La mostra è articolata in tre sezioni che hanno distinte e suggestive location. “Immagini cieche”, è ospitata al piano terra della ex scuola media Volta, un bene pubblico che si avvia così a essere restituito alla fruizione collettiva.
“Dobbiamo ringraziare il Comune di Matera – ha commentato Salvatore Adduce, presidente della Fondazione Matera Basilicata 2019 – per aver reso possibile la realizzazione dell’allestimento in tempi così brevi. Ma va reso merito anche alla nostra tenacia e dei tanti che hanno lavorato a Blind Sensorium”.
“L’opera di Armin Linke – spiega il curatore Anselme Franke – è una riflessione artistica sul cambiamento del ruolo della fotografia in un mondo viepiù governato da processi astratti e dalle loro infrastrutture materiali e concettuali.
La prima parte della mostra propone un’ampia selezione del suo archivio fotografico di Linke, organizzata come un laboratorio a più strati”.
La seconda sezione “L’immagine del tempo” è ospitata tra le migliaia di oggetti archeologici conservati nei depositi del museo Ridola. Materiali che si concentrano tra 1000 a.c. e 1000 d.c. ma attingono anche alle precedenti civilizzazioni paleolitiche e neolitiche. Qui si riflette sul nostro mutevole rapporto con il tempo (profondo) nelle condizioni determinate dall’Antropocene.
La documentazione archeologica viene accostata a immagini che mostrano come gli esseri umani stiano interferendo con la Terra e come la Terra stia a sua volta “interferendo” con la storia umana.

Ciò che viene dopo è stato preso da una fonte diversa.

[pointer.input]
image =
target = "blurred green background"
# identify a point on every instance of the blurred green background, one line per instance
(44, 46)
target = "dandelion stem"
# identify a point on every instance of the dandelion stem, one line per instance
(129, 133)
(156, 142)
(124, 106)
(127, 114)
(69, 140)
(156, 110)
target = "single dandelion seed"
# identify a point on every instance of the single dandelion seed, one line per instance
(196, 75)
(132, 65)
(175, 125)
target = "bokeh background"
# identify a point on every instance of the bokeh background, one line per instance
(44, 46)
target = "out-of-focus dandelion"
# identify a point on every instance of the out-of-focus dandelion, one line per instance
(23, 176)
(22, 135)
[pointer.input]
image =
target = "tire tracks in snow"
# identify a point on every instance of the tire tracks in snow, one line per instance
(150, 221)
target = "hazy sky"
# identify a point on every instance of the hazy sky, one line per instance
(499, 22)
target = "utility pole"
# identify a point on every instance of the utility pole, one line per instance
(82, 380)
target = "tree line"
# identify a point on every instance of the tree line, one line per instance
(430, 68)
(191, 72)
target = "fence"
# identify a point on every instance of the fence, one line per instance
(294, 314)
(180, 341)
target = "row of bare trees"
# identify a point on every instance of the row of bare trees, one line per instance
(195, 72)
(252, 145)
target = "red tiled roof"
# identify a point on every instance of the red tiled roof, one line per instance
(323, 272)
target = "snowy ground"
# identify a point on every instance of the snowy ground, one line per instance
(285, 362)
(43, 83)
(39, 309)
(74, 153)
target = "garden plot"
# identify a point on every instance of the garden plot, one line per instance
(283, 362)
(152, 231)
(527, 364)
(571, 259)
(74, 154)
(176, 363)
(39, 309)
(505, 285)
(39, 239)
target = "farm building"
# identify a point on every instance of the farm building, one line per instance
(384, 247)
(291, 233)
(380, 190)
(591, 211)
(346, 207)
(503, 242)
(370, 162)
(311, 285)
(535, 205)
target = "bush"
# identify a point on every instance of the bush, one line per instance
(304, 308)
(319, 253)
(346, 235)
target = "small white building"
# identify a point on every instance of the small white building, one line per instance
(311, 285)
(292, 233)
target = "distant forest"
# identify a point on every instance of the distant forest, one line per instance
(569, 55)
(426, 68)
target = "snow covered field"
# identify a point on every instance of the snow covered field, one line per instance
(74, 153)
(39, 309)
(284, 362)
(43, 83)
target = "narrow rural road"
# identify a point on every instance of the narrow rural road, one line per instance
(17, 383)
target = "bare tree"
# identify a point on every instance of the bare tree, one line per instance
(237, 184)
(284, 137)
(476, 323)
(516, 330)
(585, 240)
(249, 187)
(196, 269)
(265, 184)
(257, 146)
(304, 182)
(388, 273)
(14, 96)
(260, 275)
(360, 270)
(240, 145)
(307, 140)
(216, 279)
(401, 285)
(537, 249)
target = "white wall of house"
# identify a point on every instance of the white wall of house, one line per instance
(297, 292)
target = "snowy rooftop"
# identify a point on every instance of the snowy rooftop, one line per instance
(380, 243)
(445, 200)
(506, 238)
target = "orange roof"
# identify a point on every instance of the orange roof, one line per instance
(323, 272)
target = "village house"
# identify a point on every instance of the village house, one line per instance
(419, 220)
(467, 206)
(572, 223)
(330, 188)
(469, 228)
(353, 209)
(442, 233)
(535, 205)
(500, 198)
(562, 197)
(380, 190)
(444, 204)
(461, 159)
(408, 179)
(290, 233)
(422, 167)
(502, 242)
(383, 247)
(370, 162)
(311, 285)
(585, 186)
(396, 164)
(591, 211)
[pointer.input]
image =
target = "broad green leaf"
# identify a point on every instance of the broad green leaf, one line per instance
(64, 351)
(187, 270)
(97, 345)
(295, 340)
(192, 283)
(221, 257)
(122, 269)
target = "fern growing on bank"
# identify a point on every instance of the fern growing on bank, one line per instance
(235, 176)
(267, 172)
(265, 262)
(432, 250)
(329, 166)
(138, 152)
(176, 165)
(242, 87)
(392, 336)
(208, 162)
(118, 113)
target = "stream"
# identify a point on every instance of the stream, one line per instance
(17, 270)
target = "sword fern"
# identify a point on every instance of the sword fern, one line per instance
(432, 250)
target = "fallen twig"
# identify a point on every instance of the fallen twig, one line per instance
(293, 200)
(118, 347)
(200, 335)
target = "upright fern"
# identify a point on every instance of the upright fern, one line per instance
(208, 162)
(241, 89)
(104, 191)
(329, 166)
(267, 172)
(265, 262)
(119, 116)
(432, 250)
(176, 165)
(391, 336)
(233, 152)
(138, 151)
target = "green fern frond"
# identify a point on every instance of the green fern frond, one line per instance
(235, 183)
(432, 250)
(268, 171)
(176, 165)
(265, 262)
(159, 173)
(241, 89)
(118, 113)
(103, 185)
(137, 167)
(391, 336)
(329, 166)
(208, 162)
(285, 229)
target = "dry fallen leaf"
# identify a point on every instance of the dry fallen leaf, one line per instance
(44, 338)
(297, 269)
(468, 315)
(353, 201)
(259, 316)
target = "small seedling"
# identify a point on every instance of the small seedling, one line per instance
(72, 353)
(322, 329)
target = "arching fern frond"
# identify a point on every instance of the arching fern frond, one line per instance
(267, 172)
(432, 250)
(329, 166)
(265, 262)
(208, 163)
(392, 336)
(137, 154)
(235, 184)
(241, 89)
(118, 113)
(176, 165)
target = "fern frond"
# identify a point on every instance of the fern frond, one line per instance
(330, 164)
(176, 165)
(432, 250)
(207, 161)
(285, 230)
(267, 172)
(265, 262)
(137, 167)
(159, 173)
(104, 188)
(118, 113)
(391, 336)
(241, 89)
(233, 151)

La terza e ultima sezione della mostra “The deep time of now”– ospitata al 1° piano dell’edificio del Museo Ridola – offre una sintesi di oltre dieci anni di lavoro fotografico e cinematografico sul campo di Armin Linke e dei suoi collaboratori Giulia Bruno e Giuseppe Ielasi. Linke e il suo team hanno seguito e intervistato scienziati, politici e attivisti, accedendo a laboratori, centri di elaborazione dati e alle sale delle negoziazioni delle Nazioni Unite; a siti di estrazione delle risorse e a luoghi cruciali per l’ecosistema della Terra. Si tratta di una ricerca sulle istituzioni moderne – politiche, scientifiche, economiche – e sul loro ruolo nel mondo attuale. Il film nato da questa ricerca è il resoconto di questo percorso.